Sometimes you can shape your life to the cadences of your creativity. Sometimes you have to shape the cadences of your creativity to your life.

When I first decided to become a writer, at the recklessly young age of 20, I embraced Hemingway's preferred writing rhythm: to wake early, write for two or three hours, until the writing juices were spent, and then not think about what you've written the rest of the day–a strategy to replenish those precious creative juices, to let thoughts percolate in the unconscious.

I constructed my life so that I could write in such a manner for several years (waiting tables at night so that my mornings were perfectly pristine for writing), and I loved that life. I'd love to live that life now, in fact, but I have children now, and I have to work 9-5 jobs, the kind with health insurance, so my time to write becomes ever more narrow and unpredictable, a matter of fragments, or even fragments within fragments.

Instead of writing in my best moments, I write mostly in my worst moments, late at night or during the intermission of a child's performance or in the five minutes I have before booting up the computer in the morning (I probably spend a little bit more time with my kids than Hemingway did).

This is all to say that I'm constantly scheming and rethinking my writing process, if not the actual products of writing itself.

I recently flipped through Francine Prose's Reading Like a Writer in search of random writerly guidance and she commented how the best writers create their minor characters in just a few deft strokes. As an example, she showed how Jane Austen “speedily and almost offhandedly dispatches” Mr. and Mrs. John Dashwood.

“He was not an ill-disposed young man, unless to be rather coldhearted, and rather selfish, is to be ill-disposed: but he was, in general, well respected; for he conducted himself with propriety in the discharge of his ordinary duties. Had he married a more amiable woman, he might have been made still more respectable than he was: he might even have been made amiable himself; for he was very young when he married, and very fond of his wife. Mrs. John Dashwood was a strong caricature of himself;–more narrow minded and selfish.”

Capturing a character in just a few lines is a difficult thing to do, but it plays into a writing project I just started. In tandem with the literary journal I began earlier this year, 100 Word Story, I've been trying to write one 100-word story each day. It relieves the tension and frustration of not being able to truly delve into the writing life, but it also does a number of things:
  • Makes me pause and notice things in a way that I ordinarily wouldn't because I have to conjure a new story each day;
  • Makes me focus on a condensed, succinct piece of writing–no fluff, no extra words, no padding;
  • Helps me keep the writing momentum going–and even develop future longer pieces (I look to some character sketches as the foundation for future NaNoWriMo novels);
  • Allows me to have a number of prose poems and short shorts to be able to submit to magazines–so I can submit more frequently, instead of waiting months to finish a 20 or 25 page story (literary journals are more likely to publish shorter pieces anyway) or years to complete my novel.

I've been applying the Francine Prose quote to characters from stories I've written over the years to see how I can distill their characteristics into such a short space.

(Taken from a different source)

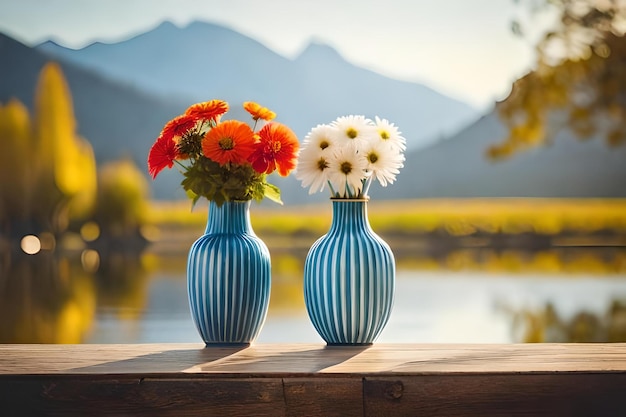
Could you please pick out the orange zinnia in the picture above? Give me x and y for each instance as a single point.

I'm also occasionally taking characters from current longer pieces and writing miniature stories about them. Even if I never do anything with these pieces, they are a way to enrichen my longer stories and extend them in different directions.

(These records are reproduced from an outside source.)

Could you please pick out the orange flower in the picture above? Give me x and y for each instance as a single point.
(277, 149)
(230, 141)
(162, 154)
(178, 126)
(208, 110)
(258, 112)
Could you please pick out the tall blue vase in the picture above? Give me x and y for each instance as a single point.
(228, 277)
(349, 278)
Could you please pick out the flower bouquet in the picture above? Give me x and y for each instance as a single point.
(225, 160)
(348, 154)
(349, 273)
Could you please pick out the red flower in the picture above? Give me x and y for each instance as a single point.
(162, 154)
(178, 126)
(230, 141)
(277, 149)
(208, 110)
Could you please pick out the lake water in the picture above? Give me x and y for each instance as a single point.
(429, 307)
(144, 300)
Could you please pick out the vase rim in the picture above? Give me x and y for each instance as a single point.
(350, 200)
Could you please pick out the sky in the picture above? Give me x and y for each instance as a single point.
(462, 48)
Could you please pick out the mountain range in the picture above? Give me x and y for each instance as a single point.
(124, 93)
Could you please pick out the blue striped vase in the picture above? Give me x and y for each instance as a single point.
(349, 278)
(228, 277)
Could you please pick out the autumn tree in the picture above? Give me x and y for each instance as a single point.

It's safe to say that I will probably never again experience my “ideal writing life”–life is rarely so kind–but circumstances often unexpectedly lead one to a better place. I think of Lydia Davis, who decided that she couldn't possibly write a novel as a single mother, so she wrote all of the intriguing short shorts that made her name. Likewise, Toni Morrison, another single mother, finished her first novel by writing for 15 minutes each day after putting her children to bed.

Progress happens in the accumulation of increments. That's where I find my writing faith at the moment. I bow to small things and hope they lead to larger things.